Cryptosporidiosis emergence triggered the screening of many compounds for potential anti-cryptosporidial activity in which the majority were ineffective. The outbreak of cryptosporidiosis which occurred in Milwaukee in 1993 was not only the first significant emergence of Cryptosporidium spp. as a major human pathogen but also a huge waterborne outbreak thickening thousands of people from a major city in North America. Since then, outbreaks of cryptosporidiosis are regularly occurring throughout the world. New drugs against this parasite became consequently urgently needed. Among the most commonly used treatments against cryptosporidiosis are paromomycin, and azithromycin, which are partially effective. Nitazoxanide (NTZ)'s effectiveness was demonstrated in vitro, and in vivo using several animal models and finally in clinical trials. It significantly shortened the duration of diarrhea and decreased mortality in adults and in malnourished children. NTZ is not effective without an appropriate immune response. In AIDS patients, combination therapy restoring immunity along with antimicrobial treatment of Cryptosporidium infection is necessary. Recent investigations focused on the potential of molecular-based immunotherapy against this parasite. Others tested the effects of probiotic bacteria, but were unable to demonstrate eradication of C. parvum. New synthetic isoflavone derivatives demonstrated excellent activity against C. parvum in vitro and in a gerbil model of infection. Newly synthesized nitro- or non nitro- thiazolide compounds, derived from NTZ, have been recently shown to be at least as effective as NTZ against C. parvum in vitro development and are promising new therapeutic agents.     

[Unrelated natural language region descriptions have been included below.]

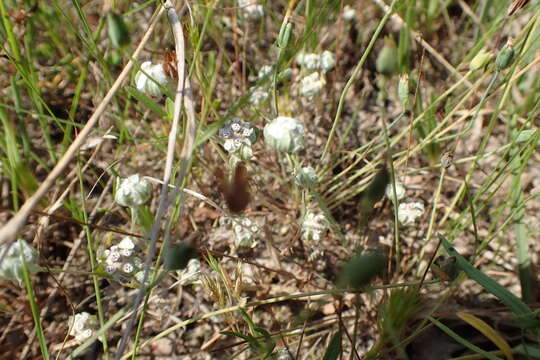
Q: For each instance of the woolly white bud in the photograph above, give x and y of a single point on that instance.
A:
(409, 212)
(82, 326)
(133, 191)
(11, 266)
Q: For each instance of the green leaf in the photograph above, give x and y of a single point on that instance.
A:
(524, 314)
(334, 347)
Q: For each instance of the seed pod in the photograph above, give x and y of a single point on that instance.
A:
(481, 59)
(118, 30)
(387, 60)
(505, 56)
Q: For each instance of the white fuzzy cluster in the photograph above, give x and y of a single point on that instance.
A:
(306, 176)
(245, 233)
(400, 191)
(258, 96)
(315, 62)
(121, 260)
(311, 85)
(191, 274)
(133, 191)
(251, 9)
(239, 136)
(409, 212)
(82, 326)
(284, 134)
(150, 79)
(11, 266)
(313, 226)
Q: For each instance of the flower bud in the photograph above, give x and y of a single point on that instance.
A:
(11, 267)
(505, 56)
(387, 60)
(327, 60)
(284, 134)
(403, 88)
(133, 191)
(151, 78)
(306, 177)
(82, 326)
(481, 59)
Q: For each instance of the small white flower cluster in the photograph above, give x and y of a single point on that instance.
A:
(239, 136)
(82, 326)
(314, 62)
(245, 233)
(311, 85)
(251, 9)
(313, 226)
(150, 79)
(133, 191)
(11, 266)
(409, 212)
(284, 134)
(306, 176)
(349, 14)
(121, 262)
(191, 275)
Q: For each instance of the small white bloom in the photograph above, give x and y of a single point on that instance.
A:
(245, 233)
(11, 266)
(400, 191)
(349, 13)
(82, 326)
(264, 71)
(133, 191)
(149, 79)
(191, 274)
(327, 60)
(306, 177)
(284, 134)
(313, 226)
(250, 9)
(258, 96)
(311, 85)
(409, 212)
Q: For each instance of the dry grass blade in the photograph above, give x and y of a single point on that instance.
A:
(516, 6)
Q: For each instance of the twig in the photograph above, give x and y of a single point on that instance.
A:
(9, 231)
(183, 95)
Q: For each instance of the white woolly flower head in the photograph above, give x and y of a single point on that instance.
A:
(133, 191)
(11, 266)
(82, 326)
(409, 212)
(311, 85)
(306, 176)
(284, 134)
(191, 274)
(349, 13)
(245, 233)
(238, 137)
(150, 78)
(328, 61)
(258, 96)
(313, 226)
(400, 191)
(121, 260)
(251, 9)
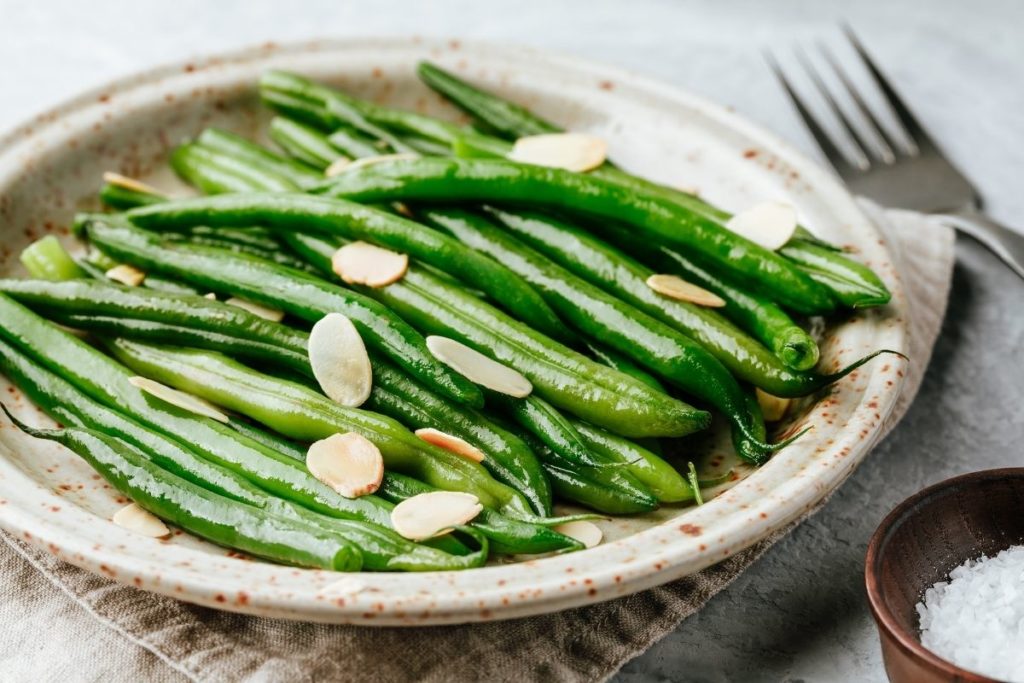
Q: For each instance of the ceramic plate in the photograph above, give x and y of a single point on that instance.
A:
(51, 167)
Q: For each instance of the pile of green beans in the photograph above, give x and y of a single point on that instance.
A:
(542, 269)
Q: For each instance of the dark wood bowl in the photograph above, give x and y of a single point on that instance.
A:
(920, 543)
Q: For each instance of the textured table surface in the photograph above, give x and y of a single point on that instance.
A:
(800, 612)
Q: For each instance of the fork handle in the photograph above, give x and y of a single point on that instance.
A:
(1003, 242)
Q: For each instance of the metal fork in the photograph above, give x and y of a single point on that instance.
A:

Efficacy of S-adenosylhomocysteine hydrolase inhibitors, D-eritadenine and (S)-DHPA, against the growth of Cryptosporidium parvum in vitro

D-eritadenine and (S)-DHPA are aliphatic adenosine analogues known to target S-adenosylhomocysteine hydrolase (SAHH) and potent antiviral compounds. In the present study, we demonstrate that these two compounds also display efficacy against recombinant SAHH enzyme of the protozoan parasite Cryptosporidium parvum, as well as inhibition of parasite growth in vitro. Our data confirm that SAHH could serve as a rational drug target in cryptosporidial infection and antiviral adenosine analogues are potential candidates for drug development against cryptosporidiosis.